Atractosteus tristoechus juvéniles maintenu en alcool et ayant servie à des études de morphométrie et d'allométrie.

Fiche technique
Classe : Holostéen
Sous classe : Ginglimodi
Ordre : Lepisosteiformes
Famille : Lepisosteidae
Genre : Atractosteus Rafinesque, 1820 comme sous genre de Lepisosteus Lacepède, 1803
Espèce : A.tristoechus (Bloch & Schneider, 1801)

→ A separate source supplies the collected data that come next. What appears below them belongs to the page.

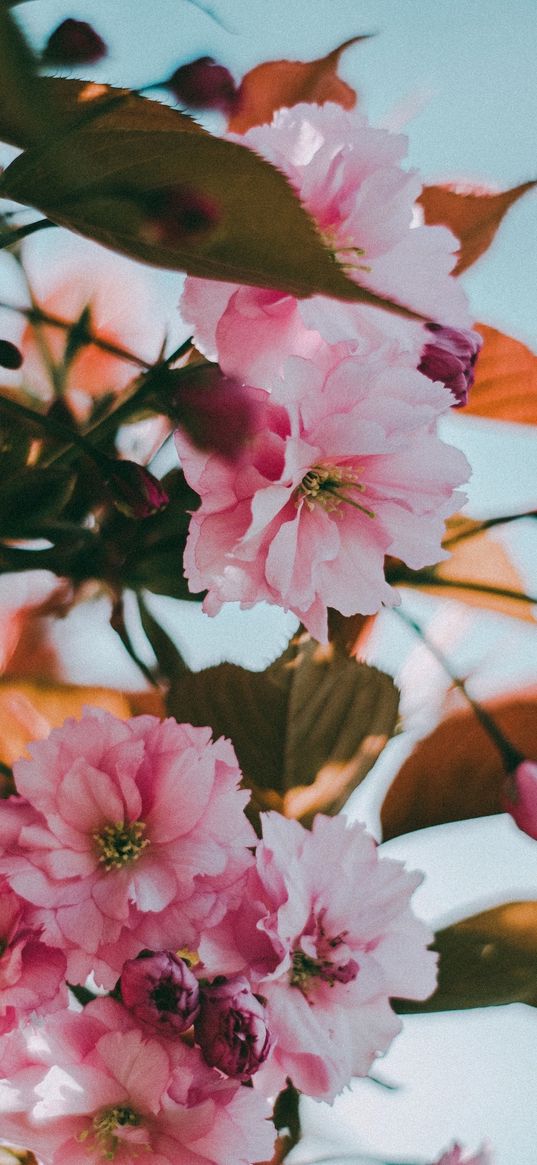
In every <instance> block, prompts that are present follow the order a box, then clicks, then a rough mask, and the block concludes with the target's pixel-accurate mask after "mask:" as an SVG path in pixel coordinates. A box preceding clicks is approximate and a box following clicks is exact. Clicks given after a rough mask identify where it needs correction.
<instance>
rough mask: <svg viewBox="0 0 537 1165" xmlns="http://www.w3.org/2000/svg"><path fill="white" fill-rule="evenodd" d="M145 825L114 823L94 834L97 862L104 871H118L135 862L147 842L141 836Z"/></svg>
mask: <svg viewBox="0 0 537 1165" xmlns="http://www.w3.org/2000/svg"><path fill="white" fill-rule="evenodd" d="M144 828H146V825H144V822H143V821H130V822H127V824H125V822H123V821H116V822H115V824H114V825H105V827H104V829H101V831H100V833H94V834H93V838H94V840H96V842H97V848H98V852H99V861H100V862H103V864H104V867H105V869H106V870H112V869H120V868H121V866H127V864H128V863H129V862H135V861H136V860H137V859H139V857H140V855H141V853H142V850H143V849H144V848H146V846H148V845H149V840H148V839H147V838H144V836H143V831H144Z"/></svg>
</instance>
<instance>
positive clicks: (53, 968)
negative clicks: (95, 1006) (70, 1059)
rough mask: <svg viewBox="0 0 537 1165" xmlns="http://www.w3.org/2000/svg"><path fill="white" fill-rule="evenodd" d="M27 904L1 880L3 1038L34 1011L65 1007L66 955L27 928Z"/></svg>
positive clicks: (1, 956)
mask: <svg viewBox="0 0 537 1165" xmlns="http://www.w3.org/2000/svg"><path fill="white" fill-rule="evenodd" d="M24 906H26V904H24V903H23V902H21V901H20V898H17V896H16V894H14V892H13V890H10V889H9V887H8V884H7V882H6V880H5V878H0V1035H3V1033H5V1032H6V1031H9V1030H10V1029H12V1028H14V1026H15V1025H16V1024H17V1023H19V1021H20V1019H21V1018H23V1017H26V1016H28V1015H30V1014H31V1012H33V1011H36V1012H37V1014H44V1012H48V1011H54V1010H56V1009H57V1008H62V1007H66V1004H68V993H66V988H65V982H64V980H65V955H64V953H63V951H58V949H56V948H54V947H49V946H47V945H45V944H44V942H42V941H41V933H40V931H38V930H35V929H34V927H31V926H29V925H28V922H27V919H26V917H24V913H26V911H24Z"/></svg>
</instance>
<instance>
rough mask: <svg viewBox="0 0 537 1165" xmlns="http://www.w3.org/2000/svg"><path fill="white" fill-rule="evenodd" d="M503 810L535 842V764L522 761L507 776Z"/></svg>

Synonymes : 1ère desciption Esox tristoechus ; Lepisosteus spatula Lacepède,1803 ; Lepidosteus manjuari Poey,1858 ; Lepisosteus berlandieri Girard,1858 ; Atractosteus lucius Duméril,1870 ;
Beaucoup de types de Lepisosteidés, des différents taxa, sont déposés au Museum d'Histoire naturelle de Paris grâce à Lacepède, Rafinesque et Duméril (fils).
Nom commun : Poisson crocodile.
Maintenance : Eau douce à moyennement dure; pH 7,0 à 7,5; temp.: 25 à 27 °C.
Alimentation : exclusivement piscivore.
Reproduction : impossible, ou pas encore réussie en aquarium

Les Holostéens dans le système
Les classe des Holostéens ne regroupent plus que 8 espèces actuelles et d'inombrables espèces fossiles. Avec les Téléostéens, ils forment les Neopterygiens. Les Holostéens se divisent en deux lignées monophylétiques :
les Ginglymodi avec un ordre actuel les Lepisosteiformes et une famille Lepisosteidae; deux genres Lepisosteus et Atractosteus et 7 espèces. les Halecostomes avec cinq ordres fossils : †Semionotiformes, †Pycnodontiformes, †Macrosemiiformes et la subdivision des Halecomorphes avec trois ordres, deux fossils : les †Pachycormiformes, les †Aspidorhynchiformes et les Amiiformes.
L'ordre des Amiiformes regroupe quatre familles †Caturidae, †Parasemionotidae, †Tomognathidae et la famille actuelle Amiidae où est inclus Amia calva seule espèce actuelle.